Shamima Begum – one of three east London schoolgirls who travelled to Syria to join so-called Islamic State – has lost the first stage of a legal challenge against the decision to revoke her British citizenship.
Ms Begum, now 20, left the UK in February 2015 and lived under IS rule for more than three years. She was found, nine months pregnant, in a Syrian refugee camp in February last year.
Former home secretary Sajid Javid stripped her of her British citizenship later that month, a decision Ms Begum’s lawyers argued was unlawful as it rendered her stateless. Such a decision is lawful only if an individual is entitled to citizenship of another country.
Last year, Ms Begum took legal action against the Home Office at the High Court and the Special Immigration Appeals Commission (SIAC), a specialist tribunal which hears challenges to decisions to remove someone’s British citizenship on national security grounds.
The tribunal, led by SIAC president Mrs Justice Elisabeth Laing, ruled on Friday that the decision to revoke Ms Begum’s British citizenship did not render her stateless.
Judge Doron Blum, announcing the decision of the tribunal, said the move did not breach the Home Office’s “extraterritorial human rights policy by exposing Ms Begum to a real risk of death or inhuman or degrading treatment”.

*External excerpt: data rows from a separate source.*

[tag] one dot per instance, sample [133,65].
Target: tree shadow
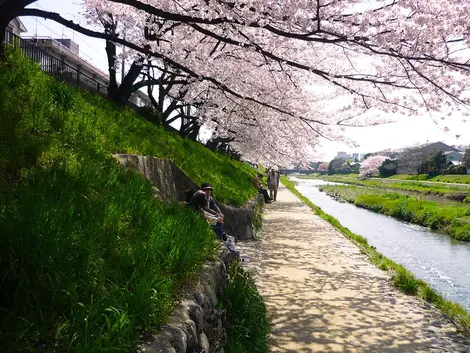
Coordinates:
[324,296]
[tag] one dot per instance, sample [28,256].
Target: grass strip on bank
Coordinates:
[457,179]
[452,192]
[452,219]
[247,322]
[88,257]
[402,279]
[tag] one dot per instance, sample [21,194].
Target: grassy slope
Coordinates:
[449,191]
[451,219]
[247,323]
[402,278]
[458,179]
[87,257]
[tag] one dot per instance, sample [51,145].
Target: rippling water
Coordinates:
[431,256]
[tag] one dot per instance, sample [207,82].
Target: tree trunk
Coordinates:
[111,53]
[9,9]
[125,89]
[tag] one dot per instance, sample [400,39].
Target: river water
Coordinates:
[432,256]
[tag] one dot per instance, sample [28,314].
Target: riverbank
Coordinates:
[324,296]
[88,256]
[452,192]
[452,219]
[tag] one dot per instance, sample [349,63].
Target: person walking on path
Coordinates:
[261,190]
[323,295]
[273,183]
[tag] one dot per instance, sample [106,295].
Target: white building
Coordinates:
[69,62]
[16,27]
[348,156]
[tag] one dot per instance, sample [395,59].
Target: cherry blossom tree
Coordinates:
[272,78]
[370,166]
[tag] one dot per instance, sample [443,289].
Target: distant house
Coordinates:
[16,27]
[354,157]
[454,158]
[409,160]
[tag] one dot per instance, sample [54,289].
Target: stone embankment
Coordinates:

He added that, while Ms Begum “cannot have an effective appeal in her current circumstances”, it “does not follow that her appeal succeeds” on that ground.
At a hearing in October, Ms Begum’s barrister, Tom Hickman QC, argued that Ms Begum – who is of British-Bangladeshi heritage – “is not considered a national of Bangladesh and was therefore rendered stateless by the deprivation decision”.
But, in its judgment, the tribunal ruled that, at the time Ms Begum’s British citizenship was revoked, she was “a citizen of Bangladesh by descent” and was therefore not rendered stateless.
Mr Hickman had also argued that the decision “had the effect – and was designed – to prevent” Ms Begum from returning to the UK, leaving her “abandoned” in a detention camp.
This, he added, meant Ms Begum “cannot have a fair and effective appeal” as she is unable to speak confidentially with her lawyers or to give evidence in support of her appeal.
The tribunal accepted that “in her current circumstances, the appellant cannot play any meaningful part in her appeal and that, to that extent, the appeal will not be fair and effective”.
But the tribunal added: “We cannot accept, without investigation, the assumption, apparently made by the appellant’s representatives, that if she cannot have a fair and effective appeal her appeal must succeed.”
Ms Begum’s lawyers had claimed that the “wretched and squalid” conditions in al-Roj – and in the al-Hawl camp from which Ms Begum was moved for her own safety in February – breached her human rights.
The tribunal found that “conditions in the al-Roj camp would breach the appellant’s rights under Article 3” of the European Convention on Human Rights, which protects the right to freedom from inhuman or degrading treatment.
But it said the decision did not breach the Home Office’s policy on the extraterritorial application of human rights.
The tribunal added: “The appellant was in that situation as a result of her own choices, and of the actions of others, but not because of anything the Secretary of State had done.”
In a statement after the ruling, a Home Office spokeswoman said: “The Government welcomes the judgment of the Special Immigration Appeals Commission on these preliminary issues.
“It would be inappropriate to comment further whilst legal proceedings are ongoing.”
Ms Begum, then aged 15, was one of three schoolgirls from Bethnal Green Academy who left their homes and families to join IS, shortly after Sharmeena Begum – who is no relation – travelled to Syria in December 2014.
Kadiza Sultana and Amira Abase, then 16 and 15 respectively, and Ms Begum boarded a flight from Gatwick Airport to Istanbul, Turkey, on February 17 2015, before making their way to Raqqa in Syria.
Ms Begum claims she married Dutch convert Yago Riedijk 10 days after arriving in IS territory, with all three of her schoolfriends also reportedly marrying foreign IS fighters.
She told the Times last February that she left Raqqa in January 2017 with her husband but her children, a one-year-old girl and a three-month-old boy, had both since died.
Her third child died shortly after he was born.